Sekarang, apa jadinya? Nama jenis binatang khas Timor itu hanya terukir rapi dalam kamus besar ilmu pengetahuan dengan nama latin Cervus Timorensis. Kosakata lush, nama binatang itu dalam bahasa Dawan, tampaknya juga perlahan terkikis dari kamus pikiran masyarakat pengguna bahasa Dawan, terutama generasi milenial.
Konsekuensinya, salah satu kosakata bahasa Dawan pun akan segera lenyap seiring kepunahan si rusa timor.
Pengalaman penulis ini menunjukkan bahwa ada korelasi antara ekologi dengan bahasa. Korelasi itu bak dua sisi mata uang yang tak dapat dipisahkan. Di satu sisi, alam sungguh luar biasa memberikan kontribusi bagi bahasa manusia, dan pada sisi lainnya bahasa juga sangat berkontribusi dalam memberikan identitas pada setiap unsur alam yang ada di muka bumi ini. Siapa pemilik dua sisi mata uang itu?

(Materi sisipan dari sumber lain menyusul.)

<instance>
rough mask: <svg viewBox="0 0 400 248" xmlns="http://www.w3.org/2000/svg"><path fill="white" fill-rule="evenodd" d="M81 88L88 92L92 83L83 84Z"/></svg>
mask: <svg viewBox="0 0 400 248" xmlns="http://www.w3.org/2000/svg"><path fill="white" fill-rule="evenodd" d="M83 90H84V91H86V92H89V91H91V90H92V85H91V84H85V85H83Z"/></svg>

Argumen teologis akan mengafirmasi bahwa semua itu mutlak milik Sang Pencipta. Namun, yang mengelola keduanya tetaplah manusia. Justru inilah akal budi manusia mesti bekerja maksimal agar bahasa dan alam menjadi saksi abadi bagi keselarasan hidup di planet ini. Di sinilah kita perlu bicara ihwal tindakan ekologis.
Tindakan Ekologis
Kelanjutan pandangan Einer Haugen (1972) tentang ekolinguistik metaforis ialah ekolinguistik biologis. Jika ekolinguistik metaforis menggambarkan cara kerja bahasa sebagai kode komunikasi dalam lingkungan etnik pengguna bahasa sebagaimana terbaca pada analisis penulis pada harian ini (Pos Kupang 26/8/2017), ekolinguistik biologis mengkaji peran bahasa sebagai wujud eksplorasi masalah lingkungan serta kemungkinan ilmu bahasa ikut berkontribusi terhadap pemecahan masalah itu.
Cabang ekolinguistik biologis dapat merujuk pada kajian yang intens tentang karakter geografis dan topografi sebuah daerah seperti iklim dan cuaca, flora dan fauna, dan sebagainya (Saphir 2001; Steffensen dan Fill, 2014).
Pakar lain yang cukup menaruh atensi pada korelasi ekologi dan bahasa ialah M'hlhlausler dan Finke. Dalam kajiannya, Mhlhlausler (2001) menunjukkan bahwa keragaman bahasa adalah refleksi beribu-ribu tahun manusia terhadap kompleksitas kondisi lingkungan dan keragaman biologi.